The book then moves to key figures in modern philosophy, including Baruch Spinoza, who offered a historical and critical reading of religious texts and urged the separation of faith from reason. It also examines Immanuel Kant, who reestablished religion on an ethical foundation, and Georg Wilhelm Friedrich Hegel, who regarded religion as an expression of the development of spirit (or reason) throughout history.

The philosophical discussion culminates in the work of Ludwig Feuerbach and Karl Marx, in which religion is approached less as metaphysics and more as a human and social phenomenon. Feuerbach understood religion as a projection of human desires onto the absolute, while Marx advanced a radical material analysis, treating religion as a reflection of social and economic alienation and, in certain contexts, as a tool bound up with class struggle.

Across these stages, Mansour highlights the key transitions through which religion moved from being framed primarily as a debate about proving God's existence and the nature of revelation, to being understood as a social, cultural, and historical phenomenon connected to the structure of society and its transformations. In this way, the book offers a route to understanding religion beyond traditional doctrinal polemics through a critical-rational analysis that links thought to reality and history.

Beyond the Covers: 20th Century Masterpieces

Author: Ibrahim Zouli

Publisher: The Arab Institution, Lebanon

Ibrahim Zouli's critical and investigative work examines 30 influential literary and intellectual titles that he thinks helped shape 20th-century consciousness, a turbulent era of radical transformations in thought, politics, society, and culture.
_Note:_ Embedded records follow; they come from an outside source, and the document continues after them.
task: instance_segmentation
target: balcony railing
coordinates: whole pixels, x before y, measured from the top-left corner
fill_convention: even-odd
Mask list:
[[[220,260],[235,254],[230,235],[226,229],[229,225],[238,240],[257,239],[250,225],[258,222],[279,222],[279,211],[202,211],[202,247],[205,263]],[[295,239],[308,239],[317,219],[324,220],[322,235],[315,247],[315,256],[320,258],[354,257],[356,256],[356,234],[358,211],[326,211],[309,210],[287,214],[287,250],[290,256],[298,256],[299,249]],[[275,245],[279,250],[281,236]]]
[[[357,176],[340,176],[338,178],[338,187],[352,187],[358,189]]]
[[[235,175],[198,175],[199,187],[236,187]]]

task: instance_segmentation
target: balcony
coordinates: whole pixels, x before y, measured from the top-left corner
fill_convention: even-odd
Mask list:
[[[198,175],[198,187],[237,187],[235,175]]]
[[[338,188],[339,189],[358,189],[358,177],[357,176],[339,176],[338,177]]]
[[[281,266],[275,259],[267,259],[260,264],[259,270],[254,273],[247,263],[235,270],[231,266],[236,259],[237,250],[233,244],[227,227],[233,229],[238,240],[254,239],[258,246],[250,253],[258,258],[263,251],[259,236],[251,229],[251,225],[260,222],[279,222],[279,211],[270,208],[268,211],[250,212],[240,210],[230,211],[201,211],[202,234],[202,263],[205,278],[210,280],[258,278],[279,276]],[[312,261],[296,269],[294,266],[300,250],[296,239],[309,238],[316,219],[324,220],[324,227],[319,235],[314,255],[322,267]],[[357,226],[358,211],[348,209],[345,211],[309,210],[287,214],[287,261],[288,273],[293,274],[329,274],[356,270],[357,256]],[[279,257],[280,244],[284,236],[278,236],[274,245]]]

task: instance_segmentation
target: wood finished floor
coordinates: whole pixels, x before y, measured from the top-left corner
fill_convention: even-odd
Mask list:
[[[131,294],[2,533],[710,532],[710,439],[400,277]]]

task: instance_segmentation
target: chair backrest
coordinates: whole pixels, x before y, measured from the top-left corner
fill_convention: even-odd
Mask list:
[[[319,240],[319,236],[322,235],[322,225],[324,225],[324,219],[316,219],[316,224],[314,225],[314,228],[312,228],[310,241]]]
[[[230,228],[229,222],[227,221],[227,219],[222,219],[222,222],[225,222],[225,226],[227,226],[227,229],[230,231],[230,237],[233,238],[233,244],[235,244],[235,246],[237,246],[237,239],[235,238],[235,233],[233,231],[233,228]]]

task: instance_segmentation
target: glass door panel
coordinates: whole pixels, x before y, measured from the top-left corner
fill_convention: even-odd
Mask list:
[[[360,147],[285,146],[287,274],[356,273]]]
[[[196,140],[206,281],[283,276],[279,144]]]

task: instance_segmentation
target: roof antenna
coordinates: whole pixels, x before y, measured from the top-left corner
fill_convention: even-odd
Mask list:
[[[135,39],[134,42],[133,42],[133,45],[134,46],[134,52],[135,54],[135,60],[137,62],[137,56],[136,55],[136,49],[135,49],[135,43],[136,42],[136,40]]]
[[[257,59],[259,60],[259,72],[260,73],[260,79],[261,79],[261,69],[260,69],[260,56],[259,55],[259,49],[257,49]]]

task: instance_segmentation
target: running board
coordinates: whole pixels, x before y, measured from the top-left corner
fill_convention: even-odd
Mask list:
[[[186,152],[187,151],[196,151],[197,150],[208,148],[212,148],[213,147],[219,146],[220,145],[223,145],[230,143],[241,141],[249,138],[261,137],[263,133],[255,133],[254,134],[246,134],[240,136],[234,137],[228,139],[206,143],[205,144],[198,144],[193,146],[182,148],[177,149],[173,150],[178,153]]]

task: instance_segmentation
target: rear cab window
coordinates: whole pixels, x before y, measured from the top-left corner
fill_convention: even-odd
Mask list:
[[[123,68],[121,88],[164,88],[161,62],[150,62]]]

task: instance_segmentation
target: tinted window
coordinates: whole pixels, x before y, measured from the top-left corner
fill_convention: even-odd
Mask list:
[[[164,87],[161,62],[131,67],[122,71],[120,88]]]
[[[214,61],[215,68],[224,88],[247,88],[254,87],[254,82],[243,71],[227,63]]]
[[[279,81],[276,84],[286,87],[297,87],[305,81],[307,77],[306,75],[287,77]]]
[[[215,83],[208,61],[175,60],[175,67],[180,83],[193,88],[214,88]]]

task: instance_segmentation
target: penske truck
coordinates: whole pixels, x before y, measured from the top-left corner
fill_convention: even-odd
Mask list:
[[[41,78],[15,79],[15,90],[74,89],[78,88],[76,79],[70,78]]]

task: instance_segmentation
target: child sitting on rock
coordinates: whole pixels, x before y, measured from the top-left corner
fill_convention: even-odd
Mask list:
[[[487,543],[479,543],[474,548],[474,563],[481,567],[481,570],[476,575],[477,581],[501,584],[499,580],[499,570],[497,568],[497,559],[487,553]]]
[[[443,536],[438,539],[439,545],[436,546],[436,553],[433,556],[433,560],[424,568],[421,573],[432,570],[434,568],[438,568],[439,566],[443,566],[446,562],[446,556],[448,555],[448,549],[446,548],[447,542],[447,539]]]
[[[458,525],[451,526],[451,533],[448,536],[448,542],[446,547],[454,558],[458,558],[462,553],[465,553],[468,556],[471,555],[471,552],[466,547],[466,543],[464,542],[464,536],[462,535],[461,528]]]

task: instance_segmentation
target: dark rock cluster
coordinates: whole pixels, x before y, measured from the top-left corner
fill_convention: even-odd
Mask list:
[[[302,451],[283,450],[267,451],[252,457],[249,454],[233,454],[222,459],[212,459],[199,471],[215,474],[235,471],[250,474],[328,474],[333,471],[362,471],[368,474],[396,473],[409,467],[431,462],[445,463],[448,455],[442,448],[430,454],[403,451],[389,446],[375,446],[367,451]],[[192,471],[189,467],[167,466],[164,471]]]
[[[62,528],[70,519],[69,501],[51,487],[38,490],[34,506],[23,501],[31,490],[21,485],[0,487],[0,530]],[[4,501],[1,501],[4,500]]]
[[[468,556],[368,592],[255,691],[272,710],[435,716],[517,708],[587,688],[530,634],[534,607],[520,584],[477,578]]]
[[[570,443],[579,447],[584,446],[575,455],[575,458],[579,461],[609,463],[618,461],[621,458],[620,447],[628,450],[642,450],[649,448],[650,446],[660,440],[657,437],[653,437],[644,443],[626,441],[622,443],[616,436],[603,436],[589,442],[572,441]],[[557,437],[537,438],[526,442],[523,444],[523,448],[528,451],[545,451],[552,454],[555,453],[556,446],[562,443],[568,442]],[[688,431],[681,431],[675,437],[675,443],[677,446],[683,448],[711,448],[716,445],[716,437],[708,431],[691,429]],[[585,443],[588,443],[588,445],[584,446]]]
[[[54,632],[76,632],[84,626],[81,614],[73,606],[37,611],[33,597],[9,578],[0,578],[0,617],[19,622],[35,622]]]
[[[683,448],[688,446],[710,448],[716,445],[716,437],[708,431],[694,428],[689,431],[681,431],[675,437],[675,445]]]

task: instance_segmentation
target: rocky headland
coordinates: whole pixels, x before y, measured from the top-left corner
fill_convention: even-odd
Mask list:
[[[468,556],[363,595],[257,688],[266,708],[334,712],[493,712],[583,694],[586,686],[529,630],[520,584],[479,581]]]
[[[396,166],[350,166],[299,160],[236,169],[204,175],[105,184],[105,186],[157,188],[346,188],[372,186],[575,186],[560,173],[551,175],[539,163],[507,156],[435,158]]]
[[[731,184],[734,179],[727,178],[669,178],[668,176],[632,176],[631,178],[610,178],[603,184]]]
Zouli starts from the premise that these works are not simply texts bound between covers but open windows onto diverse intellectual, cultural and political worlds—bridges linking East and West, literature and philosophy, the individual and society, dream and reality.

He selects his texts to reflect geographical, cultural, and intellectual diversity, ranging from novels and poetry to philosophy and social and political critique. It comprises 30 works (including Arabic titles and others translated), which Zouli regards as representing major cultural currents of the 20th century.

Among the texts he discusses are: Zaynab by Muhammad Husayn Haykal, often regarded as the first modern Arabic novel; Ulysses by James Joyce, a landmark of modernist fiction; The Stranger by Albert Camus, chosen for its existential reflection; and One Hundred Years of Solitude by Gabriel Garcia Marquez, regarded as a Latin American epic.

The author also considers philosophical works such as Lucien Freud's The Interpretation of Dreams, Jean-Paul Sartre's Being and Nothingness, Edward Said's Orientalism, and modern Arab intellectual texts including Muhammad Abed al Jabri's The Formation of Arab Reason and Ali Abdel Raziq's Islam and the Foundations of Governance, highlighting their influence on contemporary Arab thought.

Zouli provides a full context for each work, outlining its publication history, the intellectual and social circumstances in which it emerged, the substance of the text, and the literary or conceptual techniques its author used or introduced. He then considers the work's significance and impact.

He aims to encourage readers to form a relationship with these texts and to think about the questions they raise, rather than seeking ready-made answers. In this sense, the book is a map of knowledge, showing how 20th century transformations were refracted through literature, ideas, and human consciousness.

Beyond the Covers offers a contemporary and expansive reading of the modern world through the books that, in the author's view, helped shape it. In this way, readers are invited to consider how they became enduring cultural symbols that continue to inspire literary and intellectual debate today.